Should I go for it? I'm 80% convinced I should but the whole salary drop is worrying!

Thanks for any input.


----------



## synthia (Apr 18, 2007)

I gather you have looked at the exchange rates, but have you checked into the cost of living? While Canada is more expensive than the US, it should be much less expensive than the UK. Canadians I've met who have lived in the UK talk about how much more expensive it is.
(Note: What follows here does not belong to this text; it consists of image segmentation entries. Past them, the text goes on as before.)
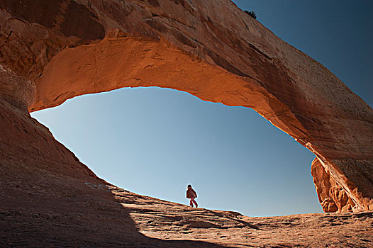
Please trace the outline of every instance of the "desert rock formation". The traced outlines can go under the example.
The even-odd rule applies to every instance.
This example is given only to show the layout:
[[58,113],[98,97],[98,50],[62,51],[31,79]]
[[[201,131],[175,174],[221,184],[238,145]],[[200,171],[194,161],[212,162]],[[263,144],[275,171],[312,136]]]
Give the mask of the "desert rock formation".
[[81,189],[102,181],[28,111],[157,86],[253,108],[316,154],[324,211],[373,210],[372,108],[230,1],[0,0],[0,176],[9,208],[31,209],[49,194],[62,208],[77,196],[88,208],[113,200]]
I just looked at a book that was published in March of this year. The price in the US was USD25, in Canada it was CND30, and having bought a lot of books published in the UK the last year, I'm pretty sure the UK price would be around GBP25 (or USD50, CND60). I'm told that restaurant meals work about the same way. A meal that would be GBP50 would cost USD25 in a similar restaurant here. Since you are getting more that half of your UK salary, you are probably getting a bit of a raise.


----------



## krohmann (Jan 8, 2008)

Hey,
$90K is pretty decent. Depending on what you are doing, there are some manpower shortages in Calgary and if your skills are needed then they may be willing to give you more. check out mls.ca for housing costs and maybe one of the job search sites like monster.ca or careerbuilder.ca to get a good comparison.
Hope that helps
KR


----------



## CanadianGal (Dec 7, 2007)

That is considered an excellent salary by most (unless a doctor or something). Many live between $30-$65000. Our dollar is high now-par with US just so you know(you probably do).
I still say its cheaper here by alot then in the UK. Then there is lifestyle to consider- where do you want to see yourself in the next 10 years? Its worth a try isn't it?


----------



## krohmann (Jan 8, 2008)

A restaurant server in Fort McMurray can make $60K since they are so short people in Alberta. Just be aware what the cost of living is as many places in Alberta have had housing prices increase over 20% per year for a several years. check out mls.ca for housing prices


----------



## CanadianGal (Dec 7, 2007)

Rent in Fort McMurray is astronomical for just a bedroom. Some peope share the same bed on shiftwork. There is NO housing. People make those"high"wages at restaurants, etc and can't afford to live. They are dirt poor living in shelters. Lots of documentation regarding the problems in Fort McMurray.


----------



## imdelta (Jan 13, 2008)

*?*

That's still a GREAT salary. Look for the company stability and performance, then listen to your heart. Good luck!!


----------



## M_Toronto (Nov 15, 2007)

I don't know where it says that you are moving to Calgary - I'm missing something? Mercer publishes a pretty good guide on cost of living - I'd say that Toronto is 90% on London (depending on how much you like cheese and wine / and beer!). Neither myself not my wife took a pay cut when moving from London - but it depends on your industry I guess. 

Anyway - it's easy to go out a market value yourself using tools like salary wizard, which I think is available in workopolis


----------